New technology and the Web have rendered traditional public relations useless. The digitized global economy is transforming entire industries, and also the way in which consumers and the media acknowledge and handle brand messages.
Despite the complexity, however, five valuable words are enough to summarize the most important trends
PR is not about press releases anymore. No brand can sustain its image without media, and today’s consumers are primarily active on social media. This makes it the first focus of any PR officer today. Billions of people and brands communicate daily on it and no PR expert can afford to ignore it as a conduit to consumers, bloggers, and traditional media.

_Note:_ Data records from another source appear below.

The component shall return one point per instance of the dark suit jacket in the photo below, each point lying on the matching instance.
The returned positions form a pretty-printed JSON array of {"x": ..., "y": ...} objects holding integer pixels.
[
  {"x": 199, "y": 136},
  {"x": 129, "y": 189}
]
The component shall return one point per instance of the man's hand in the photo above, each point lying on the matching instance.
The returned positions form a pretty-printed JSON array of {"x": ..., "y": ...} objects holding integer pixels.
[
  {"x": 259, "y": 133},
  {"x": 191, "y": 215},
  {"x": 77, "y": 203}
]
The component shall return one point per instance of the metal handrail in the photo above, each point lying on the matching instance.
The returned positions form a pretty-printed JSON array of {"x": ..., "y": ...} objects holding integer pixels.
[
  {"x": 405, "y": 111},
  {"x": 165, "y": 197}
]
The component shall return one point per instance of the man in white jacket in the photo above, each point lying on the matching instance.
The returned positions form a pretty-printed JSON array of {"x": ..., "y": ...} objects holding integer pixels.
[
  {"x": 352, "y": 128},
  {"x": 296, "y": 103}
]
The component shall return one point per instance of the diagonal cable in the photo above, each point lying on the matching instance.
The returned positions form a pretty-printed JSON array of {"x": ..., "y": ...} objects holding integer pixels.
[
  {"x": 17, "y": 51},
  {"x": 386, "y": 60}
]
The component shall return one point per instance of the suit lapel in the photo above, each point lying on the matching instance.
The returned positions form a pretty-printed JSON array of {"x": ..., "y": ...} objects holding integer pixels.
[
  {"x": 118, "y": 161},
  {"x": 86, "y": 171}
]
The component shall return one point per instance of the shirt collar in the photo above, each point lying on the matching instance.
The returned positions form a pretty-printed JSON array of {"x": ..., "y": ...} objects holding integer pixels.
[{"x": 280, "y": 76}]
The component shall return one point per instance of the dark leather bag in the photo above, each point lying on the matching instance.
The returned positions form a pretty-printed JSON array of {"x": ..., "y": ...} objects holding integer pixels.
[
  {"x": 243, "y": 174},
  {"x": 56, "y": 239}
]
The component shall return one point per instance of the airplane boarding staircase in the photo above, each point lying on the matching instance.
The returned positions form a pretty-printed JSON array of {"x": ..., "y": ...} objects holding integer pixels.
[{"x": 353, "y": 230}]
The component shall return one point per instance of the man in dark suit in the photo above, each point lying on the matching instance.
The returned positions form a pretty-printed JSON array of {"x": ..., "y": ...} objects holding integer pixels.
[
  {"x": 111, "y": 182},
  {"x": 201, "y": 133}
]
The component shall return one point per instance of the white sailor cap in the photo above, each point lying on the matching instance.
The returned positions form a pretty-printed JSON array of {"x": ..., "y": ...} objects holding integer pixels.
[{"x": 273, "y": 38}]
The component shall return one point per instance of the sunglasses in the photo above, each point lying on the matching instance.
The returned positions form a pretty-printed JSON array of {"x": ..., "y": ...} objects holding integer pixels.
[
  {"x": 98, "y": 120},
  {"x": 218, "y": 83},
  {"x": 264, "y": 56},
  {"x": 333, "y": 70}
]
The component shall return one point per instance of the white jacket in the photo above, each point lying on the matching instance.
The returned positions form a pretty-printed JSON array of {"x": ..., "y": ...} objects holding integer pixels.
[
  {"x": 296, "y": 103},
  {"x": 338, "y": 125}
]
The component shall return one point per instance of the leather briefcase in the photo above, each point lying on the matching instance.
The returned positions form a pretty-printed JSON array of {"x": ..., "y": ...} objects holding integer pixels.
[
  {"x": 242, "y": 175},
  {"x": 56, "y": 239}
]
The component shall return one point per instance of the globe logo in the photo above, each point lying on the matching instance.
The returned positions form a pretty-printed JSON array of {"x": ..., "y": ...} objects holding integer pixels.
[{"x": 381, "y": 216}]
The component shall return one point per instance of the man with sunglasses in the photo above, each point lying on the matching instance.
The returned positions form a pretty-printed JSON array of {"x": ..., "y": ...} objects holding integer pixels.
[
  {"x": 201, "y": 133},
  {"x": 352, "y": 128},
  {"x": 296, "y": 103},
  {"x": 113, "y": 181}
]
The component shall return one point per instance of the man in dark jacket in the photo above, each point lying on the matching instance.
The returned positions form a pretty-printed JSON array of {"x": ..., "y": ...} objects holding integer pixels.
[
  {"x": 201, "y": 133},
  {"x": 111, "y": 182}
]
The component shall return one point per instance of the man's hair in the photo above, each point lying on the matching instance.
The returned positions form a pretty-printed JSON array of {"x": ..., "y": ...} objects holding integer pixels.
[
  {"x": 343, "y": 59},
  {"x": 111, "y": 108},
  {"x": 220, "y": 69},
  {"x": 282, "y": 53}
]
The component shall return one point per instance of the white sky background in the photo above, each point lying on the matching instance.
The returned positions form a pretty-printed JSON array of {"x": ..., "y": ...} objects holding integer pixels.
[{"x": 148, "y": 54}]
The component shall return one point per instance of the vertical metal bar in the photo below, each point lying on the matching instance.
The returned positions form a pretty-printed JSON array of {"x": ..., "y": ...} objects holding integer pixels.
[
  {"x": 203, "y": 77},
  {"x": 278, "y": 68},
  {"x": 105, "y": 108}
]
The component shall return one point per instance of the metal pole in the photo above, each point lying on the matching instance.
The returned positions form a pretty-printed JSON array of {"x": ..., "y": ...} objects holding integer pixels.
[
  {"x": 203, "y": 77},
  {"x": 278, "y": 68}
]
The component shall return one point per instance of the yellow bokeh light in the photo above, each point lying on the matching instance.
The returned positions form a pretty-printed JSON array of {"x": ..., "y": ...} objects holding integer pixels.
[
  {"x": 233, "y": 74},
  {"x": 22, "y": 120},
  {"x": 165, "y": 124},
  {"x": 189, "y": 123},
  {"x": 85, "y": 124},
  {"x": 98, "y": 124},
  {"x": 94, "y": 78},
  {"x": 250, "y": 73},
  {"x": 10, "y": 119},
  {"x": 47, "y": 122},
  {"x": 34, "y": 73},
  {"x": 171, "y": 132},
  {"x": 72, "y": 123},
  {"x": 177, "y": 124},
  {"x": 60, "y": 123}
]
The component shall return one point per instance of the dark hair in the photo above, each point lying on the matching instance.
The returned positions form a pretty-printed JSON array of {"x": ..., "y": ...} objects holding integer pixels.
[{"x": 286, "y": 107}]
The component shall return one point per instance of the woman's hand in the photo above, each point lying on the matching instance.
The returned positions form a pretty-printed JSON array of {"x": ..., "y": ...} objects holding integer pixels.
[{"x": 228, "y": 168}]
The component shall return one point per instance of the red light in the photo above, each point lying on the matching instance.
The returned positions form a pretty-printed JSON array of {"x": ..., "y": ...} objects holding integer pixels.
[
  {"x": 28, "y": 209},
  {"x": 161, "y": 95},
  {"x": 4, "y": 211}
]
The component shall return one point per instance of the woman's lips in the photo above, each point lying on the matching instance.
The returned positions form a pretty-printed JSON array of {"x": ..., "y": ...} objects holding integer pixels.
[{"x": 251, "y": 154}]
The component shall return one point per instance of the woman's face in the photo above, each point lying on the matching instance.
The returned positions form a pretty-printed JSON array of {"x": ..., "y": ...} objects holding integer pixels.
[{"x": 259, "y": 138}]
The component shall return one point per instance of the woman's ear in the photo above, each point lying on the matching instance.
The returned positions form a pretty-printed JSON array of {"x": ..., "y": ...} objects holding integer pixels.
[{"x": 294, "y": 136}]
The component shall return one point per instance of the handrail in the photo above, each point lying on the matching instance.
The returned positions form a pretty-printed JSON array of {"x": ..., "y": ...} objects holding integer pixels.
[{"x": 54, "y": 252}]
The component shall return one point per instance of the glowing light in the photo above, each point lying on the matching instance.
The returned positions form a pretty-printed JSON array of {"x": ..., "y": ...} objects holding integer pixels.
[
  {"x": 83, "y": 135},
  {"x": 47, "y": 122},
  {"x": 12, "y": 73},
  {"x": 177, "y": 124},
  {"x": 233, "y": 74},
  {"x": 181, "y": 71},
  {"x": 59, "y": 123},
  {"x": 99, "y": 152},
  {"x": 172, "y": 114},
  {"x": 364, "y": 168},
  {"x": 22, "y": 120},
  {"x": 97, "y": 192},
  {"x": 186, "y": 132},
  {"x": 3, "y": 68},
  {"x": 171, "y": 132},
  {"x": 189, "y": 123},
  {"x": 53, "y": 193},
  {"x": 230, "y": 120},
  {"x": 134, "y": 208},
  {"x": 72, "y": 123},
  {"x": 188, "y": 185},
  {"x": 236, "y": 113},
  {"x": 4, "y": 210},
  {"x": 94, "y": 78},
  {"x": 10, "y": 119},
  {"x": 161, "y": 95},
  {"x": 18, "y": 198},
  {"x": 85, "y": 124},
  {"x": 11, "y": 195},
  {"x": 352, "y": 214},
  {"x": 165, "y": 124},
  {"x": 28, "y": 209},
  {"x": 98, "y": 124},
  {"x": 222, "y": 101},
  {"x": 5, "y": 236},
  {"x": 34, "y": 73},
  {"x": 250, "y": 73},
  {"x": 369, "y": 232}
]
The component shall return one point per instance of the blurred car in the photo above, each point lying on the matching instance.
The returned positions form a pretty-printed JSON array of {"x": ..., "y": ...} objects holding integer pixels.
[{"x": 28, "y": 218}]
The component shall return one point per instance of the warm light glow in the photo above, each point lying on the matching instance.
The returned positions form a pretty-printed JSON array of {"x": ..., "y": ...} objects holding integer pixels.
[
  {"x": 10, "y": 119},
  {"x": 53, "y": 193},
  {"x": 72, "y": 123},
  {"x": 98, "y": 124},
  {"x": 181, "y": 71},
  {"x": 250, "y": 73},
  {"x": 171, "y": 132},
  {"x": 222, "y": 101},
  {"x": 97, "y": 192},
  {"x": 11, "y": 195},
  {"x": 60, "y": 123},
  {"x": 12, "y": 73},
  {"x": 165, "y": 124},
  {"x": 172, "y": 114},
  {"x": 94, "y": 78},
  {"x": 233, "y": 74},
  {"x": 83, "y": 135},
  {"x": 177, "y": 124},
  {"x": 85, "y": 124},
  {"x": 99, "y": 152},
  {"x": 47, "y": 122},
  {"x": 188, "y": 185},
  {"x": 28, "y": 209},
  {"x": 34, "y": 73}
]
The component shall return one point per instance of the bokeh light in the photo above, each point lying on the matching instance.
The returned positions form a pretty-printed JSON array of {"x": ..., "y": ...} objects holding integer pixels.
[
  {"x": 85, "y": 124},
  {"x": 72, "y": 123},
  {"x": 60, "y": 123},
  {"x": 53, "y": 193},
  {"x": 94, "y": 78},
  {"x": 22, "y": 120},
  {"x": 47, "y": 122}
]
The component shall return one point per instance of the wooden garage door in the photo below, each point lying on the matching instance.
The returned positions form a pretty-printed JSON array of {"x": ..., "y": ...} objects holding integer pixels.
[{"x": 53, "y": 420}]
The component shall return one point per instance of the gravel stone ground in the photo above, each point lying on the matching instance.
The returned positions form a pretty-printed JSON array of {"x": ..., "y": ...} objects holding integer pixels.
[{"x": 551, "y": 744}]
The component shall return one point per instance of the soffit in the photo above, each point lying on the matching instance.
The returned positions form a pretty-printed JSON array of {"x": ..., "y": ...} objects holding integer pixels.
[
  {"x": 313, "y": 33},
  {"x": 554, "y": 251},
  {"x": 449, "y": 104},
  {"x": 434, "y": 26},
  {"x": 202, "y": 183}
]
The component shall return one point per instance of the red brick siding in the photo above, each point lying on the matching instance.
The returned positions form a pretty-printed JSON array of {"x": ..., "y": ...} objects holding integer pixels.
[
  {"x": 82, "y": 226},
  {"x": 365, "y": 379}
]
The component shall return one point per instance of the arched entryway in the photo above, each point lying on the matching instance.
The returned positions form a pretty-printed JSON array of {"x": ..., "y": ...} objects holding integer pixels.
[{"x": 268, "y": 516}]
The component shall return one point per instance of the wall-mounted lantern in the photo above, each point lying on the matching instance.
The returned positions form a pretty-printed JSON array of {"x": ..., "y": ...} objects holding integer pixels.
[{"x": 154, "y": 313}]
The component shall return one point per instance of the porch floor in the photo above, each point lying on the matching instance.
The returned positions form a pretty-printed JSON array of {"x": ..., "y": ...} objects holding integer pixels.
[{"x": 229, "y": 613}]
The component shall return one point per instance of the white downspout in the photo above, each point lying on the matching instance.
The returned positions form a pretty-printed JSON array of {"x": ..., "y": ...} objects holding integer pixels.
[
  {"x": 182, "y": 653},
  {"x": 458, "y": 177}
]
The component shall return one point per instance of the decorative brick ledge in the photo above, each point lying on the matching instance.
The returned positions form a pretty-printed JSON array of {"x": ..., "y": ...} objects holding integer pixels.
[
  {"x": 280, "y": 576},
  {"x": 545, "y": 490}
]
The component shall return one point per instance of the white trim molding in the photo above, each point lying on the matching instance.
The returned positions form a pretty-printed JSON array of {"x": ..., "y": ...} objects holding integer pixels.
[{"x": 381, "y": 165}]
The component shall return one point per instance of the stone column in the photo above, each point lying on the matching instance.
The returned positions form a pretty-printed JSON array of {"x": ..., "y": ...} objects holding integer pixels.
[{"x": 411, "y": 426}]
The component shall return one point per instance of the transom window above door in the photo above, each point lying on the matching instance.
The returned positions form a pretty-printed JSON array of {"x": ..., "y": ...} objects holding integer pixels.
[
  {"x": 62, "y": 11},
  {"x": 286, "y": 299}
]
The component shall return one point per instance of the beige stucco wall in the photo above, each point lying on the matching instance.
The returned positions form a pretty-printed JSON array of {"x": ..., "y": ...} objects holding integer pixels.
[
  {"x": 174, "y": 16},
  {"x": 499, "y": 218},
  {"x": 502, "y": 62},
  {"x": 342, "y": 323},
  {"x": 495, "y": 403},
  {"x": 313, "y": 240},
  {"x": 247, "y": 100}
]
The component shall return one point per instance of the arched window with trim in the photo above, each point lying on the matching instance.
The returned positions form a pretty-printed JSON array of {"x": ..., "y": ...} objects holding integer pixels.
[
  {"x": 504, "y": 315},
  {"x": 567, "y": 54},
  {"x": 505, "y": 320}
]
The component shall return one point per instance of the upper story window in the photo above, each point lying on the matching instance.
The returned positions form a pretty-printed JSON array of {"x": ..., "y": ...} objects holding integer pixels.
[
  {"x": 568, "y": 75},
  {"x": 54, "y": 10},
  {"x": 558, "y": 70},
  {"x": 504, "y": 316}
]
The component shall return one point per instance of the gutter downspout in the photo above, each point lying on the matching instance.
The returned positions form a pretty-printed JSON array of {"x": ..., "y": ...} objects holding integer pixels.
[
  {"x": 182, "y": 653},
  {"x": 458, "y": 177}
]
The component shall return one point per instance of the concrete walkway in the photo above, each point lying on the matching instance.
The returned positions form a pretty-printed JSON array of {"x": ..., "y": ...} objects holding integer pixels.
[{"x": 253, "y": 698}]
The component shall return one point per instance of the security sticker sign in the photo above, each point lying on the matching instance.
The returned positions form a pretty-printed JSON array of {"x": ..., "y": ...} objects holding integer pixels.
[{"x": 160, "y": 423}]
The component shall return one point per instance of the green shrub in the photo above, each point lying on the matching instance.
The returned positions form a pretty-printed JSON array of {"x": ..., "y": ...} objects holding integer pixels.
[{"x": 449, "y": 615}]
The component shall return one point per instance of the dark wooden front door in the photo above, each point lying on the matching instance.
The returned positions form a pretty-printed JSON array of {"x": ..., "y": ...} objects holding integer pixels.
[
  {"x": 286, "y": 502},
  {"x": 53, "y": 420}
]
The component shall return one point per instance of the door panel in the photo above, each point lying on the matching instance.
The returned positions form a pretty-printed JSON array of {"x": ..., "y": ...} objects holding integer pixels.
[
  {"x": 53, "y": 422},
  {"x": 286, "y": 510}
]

The new generations of consumers increasingly use social media to research brands, publish and share its opinions on products, and recommend or disparage services. Finding the right approach to social media in terms of tone, tenor, and language, is a creative challenge to communicating the right message the right way
Although the word influencer is vastly overused, real influencers do exist in the online world beyond any shade of doubt. There are already dozens of influencer-marketing platforms, adding to PR people’s media monitoring challenges.
Bloggers specialize in specific industries or product niches. Software developers create fora to scrutinize online services and apps. Consumers create review sites that enjoy millions of visits every month. This is all influencer marketing that any PR agency should have in mind when developing a PR strategy or performing crisis PR.
Google News tells us that 2016 saw some 72 million news stories published online
This makes 200,000 of them a day – and the number is growing. Can a PR agency rise to the challenge of monitoring this number? Can a PR professional provide reliable reputation management service without sophisticated media monitoring? Nope!
Media monitoring is among the top needs of those who seek professional PR. Without thorough media monitoring, PR is simply failing its clients as it becomes unable to measure their campaign efficiency or hone it in any meaningful way.
Gone are the days when PR firms could plausibly claim the ability to reach everyone within a country or region. Consumers are overwhelmed with information from so many directions that only professional media monitoring can follow and analyze them adequately.
This frees PR firms to direct their efforts at defined, narrow target audiences where any brand message would resonate most loudly and reach the greatest impact.
Proper media monitoring data allows PR agencies to spend time selecting the channels through which the message would be delivered to these specific groups. Snapchat users differ from Facebook users, from LinkedIn users, from Pinterest users, from Twitter users.
Digital storytelling will rule the world of PR in the years to come, according to research by the USC Annenberg Center for Public Relations and the Association of National Advertisers. Some 88 percent of public relations professionals surveyed identified digital storytelling as today’s most important PR industry trend.
As distinct from the press releases of yore, consumers and journalists expect digital stories that are more akin to articles or other creative content. This increasingly makes flexible PR agencies look for contributors who can both draft a compelling digital story or publish it on sites or blogs that are not burdened with tedious corporate-style media releases.
Those are the most important trends in PR at the down of 2020 but the industry will witness even more reshuffling with the emergence of more advanced online mediums and communication channels.